The fixtureless and noncontact technique, known as the magnetically actuated peel test (MAPT), could help ensure the long term reliability of electronic devices, and assist designers in improving resistance to thermal and mechanical stresses.
"Devices are becoming smaller and smaller, and we are driving them to higher and higher performance," said Suresh Sitaraman, a professor in the George W. Woodruff School of Mechanical Engineering at the Georgia Institute of Technology. "This technique would help manufacturers know that their products will meet reliability requirements, and provide designers with the information they need to choose the right materials to meet future design specifications over the lifetimes of devices."
Sitaraman and doctoral student Gregory Ostrowicki have so far used their technique to measure the adhesion strength between layers of copper conductor and silicon dioxide insulator. They also plan to use it to study fatigue cycling failure, which occurs over time as the interface between layers is repeatedly placed under stress.
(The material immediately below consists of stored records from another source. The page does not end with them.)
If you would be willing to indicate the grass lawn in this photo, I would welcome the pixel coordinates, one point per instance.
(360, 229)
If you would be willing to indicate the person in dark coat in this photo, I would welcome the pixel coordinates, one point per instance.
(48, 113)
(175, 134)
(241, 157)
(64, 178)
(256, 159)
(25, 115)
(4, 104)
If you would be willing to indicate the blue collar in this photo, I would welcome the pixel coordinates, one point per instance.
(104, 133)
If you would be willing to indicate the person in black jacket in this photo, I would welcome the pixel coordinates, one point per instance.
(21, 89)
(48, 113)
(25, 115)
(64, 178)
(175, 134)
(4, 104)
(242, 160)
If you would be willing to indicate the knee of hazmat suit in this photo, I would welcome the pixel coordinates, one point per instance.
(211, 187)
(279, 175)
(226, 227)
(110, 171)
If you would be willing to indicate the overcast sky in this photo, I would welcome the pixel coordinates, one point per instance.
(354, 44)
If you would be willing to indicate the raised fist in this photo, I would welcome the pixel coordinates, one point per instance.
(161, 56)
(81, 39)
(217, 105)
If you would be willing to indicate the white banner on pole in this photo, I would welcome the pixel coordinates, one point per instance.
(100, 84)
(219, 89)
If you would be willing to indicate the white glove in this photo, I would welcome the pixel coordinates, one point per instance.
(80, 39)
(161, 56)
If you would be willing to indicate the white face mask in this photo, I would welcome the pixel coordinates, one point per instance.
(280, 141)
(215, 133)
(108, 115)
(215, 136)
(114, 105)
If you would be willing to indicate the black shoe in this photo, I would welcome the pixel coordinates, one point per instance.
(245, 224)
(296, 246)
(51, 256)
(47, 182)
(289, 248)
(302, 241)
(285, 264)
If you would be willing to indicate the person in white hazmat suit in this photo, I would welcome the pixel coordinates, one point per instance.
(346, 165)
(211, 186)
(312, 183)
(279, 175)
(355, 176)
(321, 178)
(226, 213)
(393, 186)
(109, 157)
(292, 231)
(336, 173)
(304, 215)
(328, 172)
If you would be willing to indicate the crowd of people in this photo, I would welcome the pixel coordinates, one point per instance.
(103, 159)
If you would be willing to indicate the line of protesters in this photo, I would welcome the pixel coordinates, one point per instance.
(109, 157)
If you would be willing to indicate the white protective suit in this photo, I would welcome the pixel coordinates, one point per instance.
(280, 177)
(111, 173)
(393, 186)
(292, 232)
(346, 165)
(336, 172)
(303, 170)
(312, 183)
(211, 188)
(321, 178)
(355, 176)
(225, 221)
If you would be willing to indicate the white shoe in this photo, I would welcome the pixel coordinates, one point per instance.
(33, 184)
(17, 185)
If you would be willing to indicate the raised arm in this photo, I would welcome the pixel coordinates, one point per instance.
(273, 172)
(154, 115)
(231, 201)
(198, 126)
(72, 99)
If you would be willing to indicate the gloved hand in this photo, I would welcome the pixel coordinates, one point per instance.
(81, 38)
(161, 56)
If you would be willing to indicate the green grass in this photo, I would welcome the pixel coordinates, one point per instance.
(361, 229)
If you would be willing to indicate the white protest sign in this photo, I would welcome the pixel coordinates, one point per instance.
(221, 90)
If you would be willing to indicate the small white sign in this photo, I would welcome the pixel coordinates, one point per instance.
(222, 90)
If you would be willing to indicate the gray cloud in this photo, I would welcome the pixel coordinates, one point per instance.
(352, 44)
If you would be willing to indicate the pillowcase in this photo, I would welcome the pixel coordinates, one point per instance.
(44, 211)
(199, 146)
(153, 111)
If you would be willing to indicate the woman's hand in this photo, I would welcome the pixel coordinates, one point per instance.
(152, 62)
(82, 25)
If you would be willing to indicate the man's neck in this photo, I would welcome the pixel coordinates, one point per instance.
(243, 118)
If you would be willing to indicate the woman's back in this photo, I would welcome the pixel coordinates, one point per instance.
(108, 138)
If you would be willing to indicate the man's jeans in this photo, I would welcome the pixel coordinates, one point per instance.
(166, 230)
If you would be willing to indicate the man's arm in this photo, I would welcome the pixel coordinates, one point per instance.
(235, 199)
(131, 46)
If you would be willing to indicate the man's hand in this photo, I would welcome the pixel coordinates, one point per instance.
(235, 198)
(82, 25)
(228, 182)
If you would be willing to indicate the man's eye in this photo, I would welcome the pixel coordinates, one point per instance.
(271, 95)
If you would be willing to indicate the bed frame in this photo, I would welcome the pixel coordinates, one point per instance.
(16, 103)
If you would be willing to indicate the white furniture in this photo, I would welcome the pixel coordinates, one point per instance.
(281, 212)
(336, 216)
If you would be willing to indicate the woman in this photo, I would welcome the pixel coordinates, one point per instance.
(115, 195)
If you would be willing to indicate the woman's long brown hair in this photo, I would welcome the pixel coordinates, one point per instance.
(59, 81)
The technique may also be used to study adhesion between layers in photovoltaic systems and in MEMS devices.
According to Sitaraman, the team first used standard microelectronic fabrication techniques to grow layers of thin films that they wanted to evaluate on a silicon wafer. At the centre of each sample, they bonded a tiny permanent magnet made of nickel plated neodymium, connected to three ribbons of thin film copper grown atop silicon dioxide on a silicon wafer.
The sample was then placed into a test station consisting of an electromagnet below the sample and an optical profiler above it. Voltage supplied to the electromagnet was increased over time, creating a repulsive force between the like magnetic poles. Pulled upward by the repulsive force on the permanent magnet, the copper ribbons stretched until they finally delaminated.
With data from the optical profiler and knowledge of the magnetic field strength, the researchers have been able to provide an accurate measure of the force required to delaminate the sample. The magnetic actuation has the advantage, they claim, of providing easily controlled force consistently perpendicular to the silicon wafer.
Because many samples can be made at the same time on the same wafer, Sitaraman says the technique could also be used to generate a large volume of adhesion data in a timely fashion.
So far, the researchers have studied thin film layers about one micron in thickness, but claim their technique will work on layers that are of sub micron thickness. Because their test layers are made using standard microelectronic fabrication techniques in Georgia Tech's clean rooms, Sitaraman believes they accurately represent the conditions of real devices.
"To get meaningful results, you need to have representative processes and representative materials and representative interfaces so that what is measured is what a real application would face," he said. "We mimic the processing conditions and techniques that are used in actual microelectronics fabrication."
As device sizes continue to decline, Sitaraman beleives the interfacial issues will become more important.
He concluded: "As we continue to scale down the transistor sizes in microelectronics, the layers will get thinner and thinner. Getting to the nitty gritty detail of adhesion strength for these layers is where the challenge is. This technique opens up new avenues."
The research was supported by the National Science Foundation and has reported in the March 30 issue of the journal Thin Solid Films.